System One is seeking a highly skilled Sr. Cloud Engineer to support the daily operations and long-term reliability of their cloud-based infrastructure. This role is critical for ensuring uptime, performing proactive maintenance, troubleshooting issues and implementing fixes across cloud environments.
Responsibilities:
- Deploy applications across multiple environments (dev, staging, prod) and ensure consistency and stability
- Build reusable pipeline templates, jobs and stages for CI/CD consistency across teams
- Collaborate with developers to containerize and deploy applications using ECS and Lambda
- Configure GitLab Runners and manage environment-specific variables and secrets
- Define and deploy readiness and liveness probes for containers running in EKS/ECS
- Write custom scripts for CloudWatch custom metrics and alarms based on application specific probes
- Monitor deployments and system health using CloudWatch and other tools
- Implement rollback strategies and manage version control during deployments
- Troubleshoot and resolve deployment issues and improve pipeline performance and reliability
- Proficient with Python, Bash, YAML/JSON, Node.js, Lambda functions
- Perform daily health checks using AWS CLI or scheduled Lambda scripts to check health and log/report results
- Set up monitoring thresholds, dashboards, and metrics for application and infrastructure
- Perform root cause analysis and incident correlation using monitoring and performance analysis tools
- Maintain a central inventory of all licensed software deployed in AWS environments
- Maintain accurate documentation on infrastructure and procedures
- Patch assessment and maintenance of infrastructure software, to include third party software patches
- Develop a patch testing schedule and rollout plan to include rollback and recovery
- Create and manage change records. Participate in PI planning/ Agile ceremonies
- Keep cloud environments compliant with security standards and best practices
- Orchestrate failover and restoration of ECS/ EKS services, Lambda functions, databases and other infrastructure components
- Test and document regional failover playbooks and recovery runbooks
- Ensure compliance with RTO (Recovery Time Objective) and RPO (Recovery Point Objective) requirements
- Participate in on-call rotations to support 24/7 production systems and respond to incidents as they arise
Requirements:
- BA/BS in IT, Computer Science or related field (or equivalent work experience may be accepted in lieu of the degree
- 8+ years of IT experience. 5+ years of experience in cloud support, infrastructure maintenance or IT operations
- Experience with Infrastructure as Code (Terraform, CloudFormation)

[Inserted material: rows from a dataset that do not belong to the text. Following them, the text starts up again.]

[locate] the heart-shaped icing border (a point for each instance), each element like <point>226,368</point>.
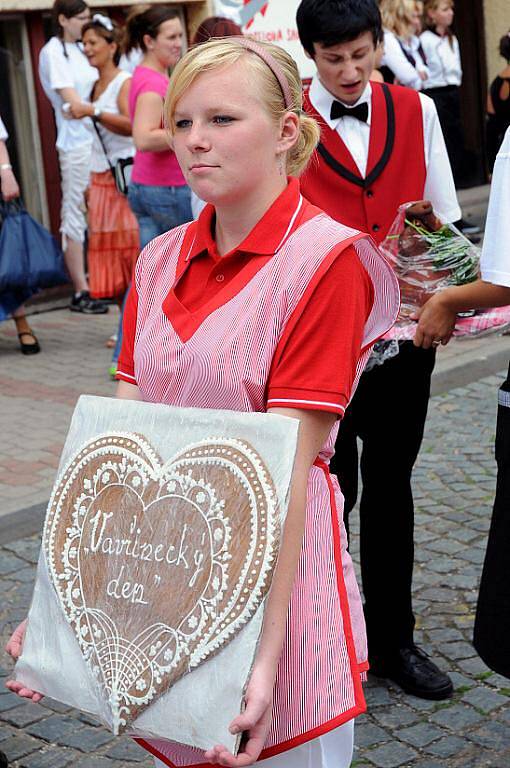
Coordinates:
<point>138,460</point>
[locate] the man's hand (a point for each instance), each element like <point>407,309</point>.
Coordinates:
<point>436,323</point>
<point>79,109</point>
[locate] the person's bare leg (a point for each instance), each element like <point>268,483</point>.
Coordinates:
<point>73,256</point>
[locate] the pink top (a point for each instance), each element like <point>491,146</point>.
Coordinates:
<point>227,363</point>
<point>159,169</point>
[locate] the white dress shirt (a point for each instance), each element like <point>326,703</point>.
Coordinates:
<point>495,259</point>
<point>443,60</point>
<point>56,71</point>
<point>395,59</point>
<point>439,184</point>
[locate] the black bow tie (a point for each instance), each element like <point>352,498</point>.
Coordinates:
<point>360,112</point>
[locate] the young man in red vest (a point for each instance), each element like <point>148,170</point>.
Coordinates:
<point>381,146</point>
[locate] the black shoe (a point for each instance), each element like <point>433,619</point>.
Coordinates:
<point>416,674</point>
<point>467,228</point>
<point>27,349</point>
<point>81,302</point>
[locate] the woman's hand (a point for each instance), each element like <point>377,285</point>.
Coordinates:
<point>8,184</point>
<point>79,109</point>
<point>14,648</point>
<point>436,322</point>
<point>254,722</point>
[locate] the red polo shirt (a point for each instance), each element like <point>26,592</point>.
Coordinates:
<point>316,365</point>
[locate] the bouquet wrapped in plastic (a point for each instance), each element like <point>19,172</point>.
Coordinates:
<point>429,255</point>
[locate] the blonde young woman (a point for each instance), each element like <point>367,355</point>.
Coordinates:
<point>236,319</point>
<point>404,60</point>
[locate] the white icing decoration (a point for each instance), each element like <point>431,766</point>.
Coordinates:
<point>129,670</point>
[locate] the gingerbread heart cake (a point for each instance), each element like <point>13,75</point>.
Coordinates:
<point>158,565</point>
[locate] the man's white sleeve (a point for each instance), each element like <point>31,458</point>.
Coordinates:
<point>495,260</point>
<point>395,59</point>
<point>439,184</point>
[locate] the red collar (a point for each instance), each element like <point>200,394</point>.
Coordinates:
<point>266,237</point>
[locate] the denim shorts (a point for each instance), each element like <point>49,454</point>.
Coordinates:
<point>159,209</point>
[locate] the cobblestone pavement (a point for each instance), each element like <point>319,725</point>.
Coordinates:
<point>38,394</point>
<point>454,486</point>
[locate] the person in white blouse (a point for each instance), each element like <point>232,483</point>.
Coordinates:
<point>441,48</point>
<point>404,61</point>
<point>11,302</point>
<point>436,323</point>
<point>67,78</point>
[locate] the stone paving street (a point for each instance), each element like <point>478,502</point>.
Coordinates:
<point>454,485</point>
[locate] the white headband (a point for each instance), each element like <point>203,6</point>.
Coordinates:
<point>105,21</point>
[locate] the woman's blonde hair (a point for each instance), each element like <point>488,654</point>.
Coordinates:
<point>397,16</point>
<point>433,5</point>
<point>224,52</point>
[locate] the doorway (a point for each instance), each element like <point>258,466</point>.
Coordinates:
<point>470,30</point>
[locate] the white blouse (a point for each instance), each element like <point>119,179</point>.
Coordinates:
<point>117,146</point>
<point>395,59</point>
<point>443,60</point>
<point>495,259</point>
<point>69,69</point>
<point>439,184</point>
<point>3,131</point>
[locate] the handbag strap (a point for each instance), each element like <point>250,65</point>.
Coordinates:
<point>112,169</point>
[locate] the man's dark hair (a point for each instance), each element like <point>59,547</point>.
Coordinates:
<point>504,47</point>
<point>330,22</point>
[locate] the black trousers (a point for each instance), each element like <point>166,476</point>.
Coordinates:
<point>492,624</point>
<point>388,413</point>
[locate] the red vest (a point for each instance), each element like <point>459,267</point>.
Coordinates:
<point>396,170</point>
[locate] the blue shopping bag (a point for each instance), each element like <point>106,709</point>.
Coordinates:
<point>30,257</point>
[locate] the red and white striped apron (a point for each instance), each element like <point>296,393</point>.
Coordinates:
<point>226,364</point>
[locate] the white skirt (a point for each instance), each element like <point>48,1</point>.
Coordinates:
<point>75,175</point>
<point>333,750</point>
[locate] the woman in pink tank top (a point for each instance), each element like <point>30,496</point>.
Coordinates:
<point>230,312</point>
<point>158,193</point>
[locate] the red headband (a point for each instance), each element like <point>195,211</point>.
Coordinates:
<point>273,65</point>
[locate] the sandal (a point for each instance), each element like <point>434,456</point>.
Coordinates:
<point>29,349</point>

- Strong proficiency in AWS Lambda (writing, deploying and, optimizing)
- Hands-on experience with CI/CD tools (GibHub, GitLab, EKS, Kubernettes, DevOps)
- Scripting skills for automation and maintenance tasks (Bash, Python)
- Cloud certifications (AWS DevOps Engineer, Solutions Architect Associate)
- Strong written and verbal communication skills for technical and non-technical stakeholders
- Excellent analytical and problem-solving skills
- Ability to diagnose performance issues in cloud environments
- Pre-check and post-check scripts for validating system health
- Familiarity with container orchestration (Docker, ECS, Kubernetes)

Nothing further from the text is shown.